Qui veut aborder l’oeuvre de Viallat, qui veut «voir» Viallat, est confronté à un étonnant paradoxe concernant une oeuvre si souvent assimilée à l’idée de visibilité : l’abondance des obstacles qui s’interposent entre le travail et celui qui tente de le regarder. Obstacles classiques, liés à l’enfermement, par l’histoire de l’art, de cette oeuvre dans une case. Aborder cette pratique en tant que chapitre de l’histoire des avant-gardes françaises des années 1970 est, d’évidence, réducteur. Mais, de façon plus inattendue, il semble que ce soit Viallat lui-même, par ce qu’il dit, par ce qu’il fait, qui multiplie les pièges et les leurres afin de pouvoir avancer masqué. Voir Viallat, c’est donc envisager Viallat contre Viallat. Non qu’il s’agisse de prétendre «débarrasser» l’oeuvre du commentaire que l’artiste en a produit (ce qui serait, au minimum, naïf), mais il faut tâcher de comprendre le rôle de chaque pratique au sein de la méthode Viallat. Car la vie de cet homme, depuis maintenant quarante ans, pourrait se résumer à une question : comment peindre ? Et tout ce qu’il fait ne tend, obstinément, qu’à répondre à ça.

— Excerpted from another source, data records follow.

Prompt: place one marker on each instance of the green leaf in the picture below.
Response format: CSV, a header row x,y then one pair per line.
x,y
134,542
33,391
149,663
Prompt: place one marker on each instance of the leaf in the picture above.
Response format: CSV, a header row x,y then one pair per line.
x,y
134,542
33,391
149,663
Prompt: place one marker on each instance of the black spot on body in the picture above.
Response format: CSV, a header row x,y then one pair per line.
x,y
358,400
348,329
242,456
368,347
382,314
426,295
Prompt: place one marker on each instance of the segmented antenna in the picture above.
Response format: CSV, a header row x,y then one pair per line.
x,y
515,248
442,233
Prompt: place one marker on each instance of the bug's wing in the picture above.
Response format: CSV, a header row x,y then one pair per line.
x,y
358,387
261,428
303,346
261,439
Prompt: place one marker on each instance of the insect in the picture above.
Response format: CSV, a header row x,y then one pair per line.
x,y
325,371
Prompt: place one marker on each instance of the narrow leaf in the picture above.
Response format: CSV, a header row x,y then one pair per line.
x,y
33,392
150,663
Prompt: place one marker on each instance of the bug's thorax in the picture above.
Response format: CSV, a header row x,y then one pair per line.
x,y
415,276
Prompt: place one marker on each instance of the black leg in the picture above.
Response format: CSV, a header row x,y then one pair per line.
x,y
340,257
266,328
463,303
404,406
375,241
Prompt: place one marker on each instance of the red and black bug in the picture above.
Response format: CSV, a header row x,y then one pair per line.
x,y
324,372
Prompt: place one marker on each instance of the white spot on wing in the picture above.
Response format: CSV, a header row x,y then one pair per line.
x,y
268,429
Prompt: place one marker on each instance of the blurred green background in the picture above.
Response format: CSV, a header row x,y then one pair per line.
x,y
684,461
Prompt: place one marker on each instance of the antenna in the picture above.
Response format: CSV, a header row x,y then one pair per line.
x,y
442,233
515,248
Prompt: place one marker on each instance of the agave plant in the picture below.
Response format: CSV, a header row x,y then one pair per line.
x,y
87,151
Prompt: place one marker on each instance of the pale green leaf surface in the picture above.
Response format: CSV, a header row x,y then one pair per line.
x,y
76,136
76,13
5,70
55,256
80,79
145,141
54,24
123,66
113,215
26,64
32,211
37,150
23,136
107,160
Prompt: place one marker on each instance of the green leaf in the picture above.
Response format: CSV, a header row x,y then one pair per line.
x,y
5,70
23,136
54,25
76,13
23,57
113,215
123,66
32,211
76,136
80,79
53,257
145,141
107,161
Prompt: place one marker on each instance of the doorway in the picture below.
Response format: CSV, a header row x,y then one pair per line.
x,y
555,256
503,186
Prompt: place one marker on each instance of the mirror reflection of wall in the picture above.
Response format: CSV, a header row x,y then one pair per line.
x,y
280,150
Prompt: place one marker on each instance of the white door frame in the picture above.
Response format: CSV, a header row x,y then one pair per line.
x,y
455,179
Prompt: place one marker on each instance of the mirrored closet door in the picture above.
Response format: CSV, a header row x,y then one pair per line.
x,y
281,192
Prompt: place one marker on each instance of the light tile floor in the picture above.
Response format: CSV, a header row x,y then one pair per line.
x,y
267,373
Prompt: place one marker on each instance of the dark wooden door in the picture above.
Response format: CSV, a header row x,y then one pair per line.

Écrire, parler, mais aussi faire des objets, des dessins et des peintures tauromachiques, tout, si l’on peut dire, ne sert qu’à ça : à garantir, par la multiplication des écarts, le maintien fidèle du système. Telle est la méthode Viallat : aller du centre à la marge et de la marge au centre, sans cesse. Mouvement spirale. Multiplier les détours pour revenir à la forme quelconque, et à la répétition. Telle est donc la fonction des objets, des oeuvres tauromachiques et des écrits. Garantir, par la transgression, la fidélité au même.

Pierre Wat,
extrait de « Claude Viallat : œuvres, écrits, entretiens », Paris, Hazan, 2006.